Warner’s presence certainly felt like the cherry on the Festival’s cake, and having a writer of this stature on board this time around was certainly apt, given that this year also marks its tenth anniversary.
But Warner would have been a good fit for the festival either way. Though ostensibly British, the former academic, fiction writer and myth-and-fairy tale authority boasts Italian family connections, and a childhood spent in Cairo. Her recent book Stranger Magic is a study of The Thousand and One Nights, and the author doesn’t shy away from addressing the cosmopolitan sweep of the snowballing, multifaceted and latterly controversial collection of folktales of the ‘Orient’.

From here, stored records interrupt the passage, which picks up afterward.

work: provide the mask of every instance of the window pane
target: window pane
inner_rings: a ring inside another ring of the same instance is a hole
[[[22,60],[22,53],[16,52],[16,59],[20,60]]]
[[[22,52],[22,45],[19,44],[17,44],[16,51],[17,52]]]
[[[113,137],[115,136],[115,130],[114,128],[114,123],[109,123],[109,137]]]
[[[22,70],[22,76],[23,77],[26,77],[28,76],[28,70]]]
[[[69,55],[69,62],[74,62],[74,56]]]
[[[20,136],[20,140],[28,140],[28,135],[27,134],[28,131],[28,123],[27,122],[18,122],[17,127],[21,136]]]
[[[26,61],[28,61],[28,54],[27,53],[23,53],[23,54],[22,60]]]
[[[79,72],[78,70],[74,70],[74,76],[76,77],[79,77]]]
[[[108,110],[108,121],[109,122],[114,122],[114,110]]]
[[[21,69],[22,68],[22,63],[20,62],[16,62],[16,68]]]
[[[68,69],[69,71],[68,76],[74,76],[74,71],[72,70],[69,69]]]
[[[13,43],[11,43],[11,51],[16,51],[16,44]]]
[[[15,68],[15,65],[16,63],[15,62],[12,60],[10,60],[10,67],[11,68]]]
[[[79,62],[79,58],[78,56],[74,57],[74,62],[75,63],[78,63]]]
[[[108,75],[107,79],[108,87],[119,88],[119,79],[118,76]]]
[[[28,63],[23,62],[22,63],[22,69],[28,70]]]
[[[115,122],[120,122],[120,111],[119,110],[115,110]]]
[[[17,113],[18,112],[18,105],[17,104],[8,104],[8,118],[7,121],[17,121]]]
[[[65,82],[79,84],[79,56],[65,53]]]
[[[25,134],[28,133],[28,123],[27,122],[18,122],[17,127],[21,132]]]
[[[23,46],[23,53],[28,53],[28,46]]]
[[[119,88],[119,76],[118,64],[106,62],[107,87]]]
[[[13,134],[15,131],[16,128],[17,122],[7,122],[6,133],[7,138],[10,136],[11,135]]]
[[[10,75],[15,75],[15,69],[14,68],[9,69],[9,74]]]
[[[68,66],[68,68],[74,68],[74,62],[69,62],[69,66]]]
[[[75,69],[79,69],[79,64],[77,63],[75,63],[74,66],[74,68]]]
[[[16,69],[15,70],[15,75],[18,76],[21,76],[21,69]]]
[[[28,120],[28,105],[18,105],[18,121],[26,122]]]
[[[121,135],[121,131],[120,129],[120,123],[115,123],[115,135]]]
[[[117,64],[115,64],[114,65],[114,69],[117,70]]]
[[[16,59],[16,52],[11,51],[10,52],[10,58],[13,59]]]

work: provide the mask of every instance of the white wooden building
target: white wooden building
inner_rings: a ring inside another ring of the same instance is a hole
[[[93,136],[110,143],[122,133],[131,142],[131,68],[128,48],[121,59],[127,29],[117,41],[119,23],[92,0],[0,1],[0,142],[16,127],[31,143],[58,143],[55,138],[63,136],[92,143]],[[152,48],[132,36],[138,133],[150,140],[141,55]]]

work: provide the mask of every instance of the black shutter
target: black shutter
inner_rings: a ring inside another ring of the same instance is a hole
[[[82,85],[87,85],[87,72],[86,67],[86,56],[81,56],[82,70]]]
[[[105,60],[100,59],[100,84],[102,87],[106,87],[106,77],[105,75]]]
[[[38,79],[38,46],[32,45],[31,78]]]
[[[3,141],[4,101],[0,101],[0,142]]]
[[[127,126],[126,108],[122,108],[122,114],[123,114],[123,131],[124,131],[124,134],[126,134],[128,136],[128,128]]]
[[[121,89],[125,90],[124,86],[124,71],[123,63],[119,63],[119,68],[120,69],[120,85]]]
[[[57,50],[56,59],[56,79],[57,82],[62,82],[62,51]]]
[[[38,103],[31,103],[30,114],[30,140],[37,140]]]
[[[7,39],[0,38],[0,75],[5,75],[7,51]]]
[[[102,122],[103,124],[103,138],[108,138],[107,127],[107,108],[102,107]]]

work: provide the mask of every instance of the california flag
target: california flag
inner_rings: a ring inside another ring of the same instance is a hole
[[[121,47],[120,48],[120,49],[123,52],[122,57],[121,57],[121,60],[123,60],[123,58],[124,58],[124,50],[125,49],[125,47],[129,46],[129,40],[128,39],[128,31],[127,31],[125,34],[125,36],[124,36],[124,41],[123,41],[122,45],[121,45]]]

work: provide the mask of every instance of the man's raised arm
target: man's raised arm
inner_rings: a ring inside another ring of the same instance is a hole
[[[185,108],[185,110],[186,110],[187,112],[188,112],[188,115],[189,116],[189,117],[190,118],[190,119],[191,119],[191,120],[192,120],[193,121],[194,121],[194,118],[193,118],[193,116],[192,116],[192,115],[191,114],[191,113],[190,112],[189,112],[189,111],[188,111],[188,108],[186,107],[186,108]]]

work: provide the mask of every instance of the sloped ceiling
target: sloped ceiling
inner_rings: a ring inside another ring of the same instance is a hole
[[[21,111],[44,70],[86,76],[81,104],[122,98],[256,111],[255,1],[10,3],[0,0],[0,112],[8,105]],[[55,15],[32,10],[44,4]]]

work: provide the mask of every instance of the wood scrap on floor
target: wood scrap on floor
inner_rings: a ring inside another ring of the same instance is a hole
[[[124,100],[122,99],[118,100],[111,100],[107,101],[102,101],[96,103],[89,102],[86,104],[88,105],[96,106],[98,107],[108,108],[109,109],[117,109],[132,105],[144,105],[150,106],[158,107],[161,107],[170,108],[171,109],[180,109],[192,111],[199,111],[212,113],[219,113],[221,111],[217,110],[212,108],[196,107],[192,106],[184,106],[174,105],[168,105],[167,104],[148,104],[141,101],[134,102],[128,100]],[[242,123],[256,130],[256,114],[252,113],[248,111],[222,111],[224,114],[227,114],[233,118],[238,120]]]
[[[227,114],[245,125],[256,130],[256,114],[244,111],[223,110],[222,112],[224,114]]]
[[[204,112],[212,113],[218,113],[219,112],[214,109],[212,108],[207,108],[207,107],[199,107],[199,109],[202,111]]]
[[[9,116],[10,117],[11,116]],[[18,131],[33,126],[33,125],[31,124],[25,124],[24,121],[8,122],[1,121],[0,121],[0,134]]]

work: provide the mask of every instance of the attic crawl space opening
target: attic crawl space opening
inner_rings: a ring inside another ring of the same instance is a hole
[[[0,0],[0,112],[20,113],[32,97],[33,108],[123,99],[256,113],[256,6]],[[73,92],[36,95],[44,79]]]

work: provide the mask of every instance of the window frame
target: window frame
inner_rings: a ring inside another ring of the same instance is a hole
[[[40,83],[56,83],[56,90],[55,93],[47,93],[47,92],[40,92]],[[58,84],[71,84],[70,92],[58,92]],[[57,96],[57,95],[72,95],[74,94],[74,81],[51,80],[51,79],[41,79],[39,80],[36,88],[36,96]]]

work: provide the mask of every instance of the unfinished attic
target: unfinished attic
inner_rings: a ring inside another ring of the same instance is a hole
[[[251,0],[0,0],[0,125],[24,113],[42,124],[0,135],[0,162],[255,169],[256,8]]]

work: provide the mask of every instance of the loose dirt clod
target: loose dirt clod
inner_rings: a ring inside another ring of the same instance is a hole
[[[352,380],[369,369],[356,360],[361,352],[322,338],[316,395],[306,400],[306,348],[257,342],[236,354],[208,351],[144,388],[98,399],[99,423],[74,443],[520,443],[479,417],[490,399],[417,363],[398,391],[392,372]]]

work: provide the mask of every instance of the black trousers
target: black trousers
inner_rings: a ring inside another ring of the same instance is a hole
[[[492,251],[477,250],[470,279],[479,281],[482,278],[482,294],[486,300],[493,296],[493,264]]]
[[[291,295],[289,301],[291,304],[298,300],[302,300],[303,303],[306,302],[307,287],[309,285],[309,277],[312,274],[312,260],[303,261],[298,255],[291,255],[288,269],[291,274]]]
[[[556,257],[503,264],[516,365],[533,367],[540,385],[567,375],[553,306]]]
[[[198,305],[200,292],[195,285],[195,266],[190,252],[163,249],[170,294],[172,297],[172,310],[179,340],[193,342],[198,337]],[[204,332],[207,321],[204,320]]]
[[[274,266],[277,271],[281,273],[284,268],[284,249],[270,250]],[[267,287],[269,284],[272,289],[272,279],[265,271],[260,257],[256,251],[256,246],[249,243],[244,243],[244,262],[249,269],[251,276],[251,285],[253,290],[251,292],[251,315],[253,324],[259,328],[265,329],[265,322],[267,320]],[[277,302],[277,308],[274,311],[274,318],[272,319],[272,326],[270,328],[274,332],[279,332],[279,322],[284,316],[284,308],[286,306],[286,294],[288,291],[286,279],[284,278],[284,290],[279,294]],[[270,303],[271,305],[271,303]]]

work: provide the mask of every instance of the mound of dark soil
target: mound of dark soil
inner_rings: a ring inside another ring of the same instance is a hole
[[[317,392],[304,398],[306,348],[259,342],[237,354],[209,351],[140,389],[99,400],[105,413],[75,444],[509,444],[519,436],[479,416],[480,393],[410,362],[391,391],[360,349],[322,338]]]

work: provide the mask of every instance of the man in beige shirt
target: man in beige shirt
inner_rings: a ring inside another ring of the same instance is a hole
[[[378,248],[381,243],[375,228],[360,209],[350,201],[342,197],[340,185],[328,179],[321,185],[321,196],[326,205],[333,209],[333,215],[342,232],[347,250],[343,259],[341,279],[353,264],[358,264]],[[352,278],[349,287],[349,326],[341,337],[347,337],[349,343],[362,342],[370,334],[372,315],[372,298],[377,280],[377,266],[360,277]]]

And in her conversation with Deputy Dean of the Faculty of Arts, University of Malta Prof. Gloria Lauri Lucente – which capped off this year’s edition of the Festival – Warner’s sensitivity to the various cultural networks found within the Mediterranean was fully borne out. But more than anything else, it was a pleasure to witness these two great women discuss both the universal and the personal as it pertains to Warner’s work – from the enduring global appeal of fairy tales, to Warner’s upcoming short story collection Fly Away Home, which taps into her experience of growing up in Cairo.
Once again showcasing her organic, interdisciplinary grasp on cultural studies, when asked why fairy tales continue to fascinate us, Warner went for a musical metaphor.
“I like to think of fairy tales as a tune,” she told Lucente. “You know the tune, I know the tune – we remember it, we can play it – it isn’t confined.” Fairy tales, Warner went on to say, suggest a kind of “lingua franca” for yearning and inquiry. “And stories are vessels for very difficult inquiries.”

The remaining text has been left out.